The test itself performs the same regardless of your age — the sensitivity and specificity do not change. What does change is the positive predictive value (PPV), which is the chance that a high-risk result is truly correct. This happens because conditions like Down syndrome, Edwards syndrome and Patau syndrome are less common in younger women. When a condition is rarer in the population being tested, any positive result is statistically more likely to be a false alarm. For example, the PPV for trisomy 21 might be over 90% for a 40-year-old but closer to 50% for a 25-year-old — meaning that roughly half of positive results in younger women could be false positives. This does not mean younger women should avoid NIPT; it simply means that understanding what a positive result actually means is especially important, and genetic counselling can help you interpret your result in context.
Your weight can indirectly affect NIPT reliability. Women with a higher BMI tend to have a lower fetal fraction — the proportion of the baby’s DNA in the mother’s blood. Most NIPT laboratories require a minimum fetal fraction (usually around 3–4%) to produce a reportable result. If the fetal fraction is too low, the laboratory may be unable to give a result at all, or the result may be less reliable. Studies have shown that women with a BMI over 30 are more likely to receive a no-call or inconclusive result on their first blood draw. In these cases, a repeat blood sample at a later gestational age — when fetal fraction is naturally higher — often resolves the issue. If you are concerned about how your weight might affect your NIPT, speak with your clinician about the best time to have the test and which NIPT platform may be most suitable for you.

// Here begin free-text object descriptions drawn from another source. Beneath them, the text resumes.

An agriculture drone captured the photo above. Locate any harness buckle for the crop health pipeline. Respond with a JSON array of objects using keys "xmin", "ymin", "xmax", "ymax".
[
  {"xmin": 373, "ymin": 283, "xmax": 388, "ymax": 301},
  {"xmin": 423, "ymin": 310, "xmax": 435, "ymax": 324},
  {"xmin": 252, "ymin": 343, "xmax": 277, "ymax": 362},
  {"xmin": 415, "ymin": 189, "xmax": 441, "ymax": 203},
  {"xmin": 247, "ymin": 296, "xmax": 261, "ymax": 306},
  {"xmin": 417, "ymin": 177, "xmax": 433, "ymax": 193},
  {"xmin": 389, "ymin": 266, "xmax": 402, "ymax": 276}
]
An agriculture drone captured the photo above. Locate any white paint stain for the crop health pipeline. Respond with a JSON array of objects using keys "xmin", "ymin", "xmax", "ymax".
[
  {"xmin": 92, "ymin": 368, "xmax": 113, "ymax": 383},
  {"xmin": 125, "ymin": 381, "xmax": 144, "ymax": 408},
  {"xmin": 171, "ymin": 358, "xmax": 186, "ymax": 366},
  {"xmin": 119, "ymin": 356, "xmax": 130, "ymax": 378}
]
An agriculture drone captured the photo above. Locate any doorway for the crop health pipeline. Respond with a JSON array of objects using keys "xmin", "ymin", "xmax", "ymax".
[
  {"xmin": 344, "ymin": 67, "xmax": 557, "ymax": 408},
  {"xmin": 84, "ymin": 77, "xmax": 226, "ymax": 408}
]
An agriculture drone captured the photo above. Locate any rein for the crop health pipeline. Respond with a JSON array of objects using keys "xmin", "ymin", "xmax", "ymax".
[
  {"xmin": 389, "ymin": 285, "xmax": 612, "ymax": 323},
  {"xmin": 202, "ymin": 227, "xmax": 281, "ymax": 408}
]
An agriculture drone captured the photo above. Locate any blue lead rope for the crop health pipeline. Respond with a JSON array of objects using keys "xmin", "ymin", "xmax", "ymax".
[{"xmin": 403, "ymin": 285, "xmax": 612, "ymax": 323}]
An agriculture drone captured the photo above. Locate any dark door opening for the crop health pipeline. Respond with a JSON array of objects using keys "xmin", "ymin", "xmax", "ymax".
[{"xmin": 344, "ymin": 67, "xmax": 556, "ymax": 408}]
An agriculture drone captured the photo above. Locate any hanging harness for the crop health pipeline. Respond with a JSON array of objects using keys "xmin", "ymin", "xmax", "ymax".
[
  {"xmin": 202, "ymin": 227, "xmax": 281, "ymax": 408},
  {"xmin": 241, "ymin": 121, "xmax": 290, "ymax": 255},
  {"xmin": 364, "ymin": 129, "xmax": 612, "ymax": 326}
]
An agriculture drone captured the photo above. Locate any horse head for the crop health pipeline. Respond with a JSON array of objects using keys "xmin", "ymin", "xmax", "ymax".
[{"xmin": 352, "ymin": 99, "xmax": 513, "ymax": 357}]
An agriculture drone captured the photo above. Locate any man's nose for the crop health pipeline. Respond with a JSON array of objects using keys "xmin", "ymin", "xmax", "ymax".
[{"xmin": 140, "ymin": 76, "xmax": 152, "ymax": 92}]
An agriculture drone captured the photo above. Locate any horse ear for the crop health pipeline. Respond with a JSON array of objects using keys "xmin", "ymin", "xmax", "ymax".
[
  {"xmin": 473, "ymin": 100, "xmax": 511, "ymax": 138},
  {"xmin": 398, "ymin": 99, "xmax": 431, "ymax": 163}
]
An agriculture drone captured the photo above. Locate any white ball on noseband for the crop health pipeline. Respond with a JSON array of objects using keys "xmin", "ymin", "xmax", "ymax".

Yes — NIPT is significantly more accurate than the NHS first trimester combined screening test for the three main trisomies. The combined test, which uses a nuchal translucency ultrasound measurement and blood markers (PAPP-A and free beta-hCG), detects approximately 85–90% of Down syndrome cases with a false positive rate of around 3–5%. By comparison, NIPT detects over 99% of Down syndrome cases with a false positive rate below 0.1%, meaning far fewer women receive an unnecessary high-risk result. This dramatically reduces the number of women who go on to have invasive procedures like amniocentesis, which carry a small risk of miscarriage. It is worth noting that the combined test does provide additional information — such as the nuchal translucency measurement and PAPP-A level — that can flag other pregnancy complications beyond chromosomal conditions, so many clinicians recommend having both an early scan and NIPT for the most complete picture of your pregnancy.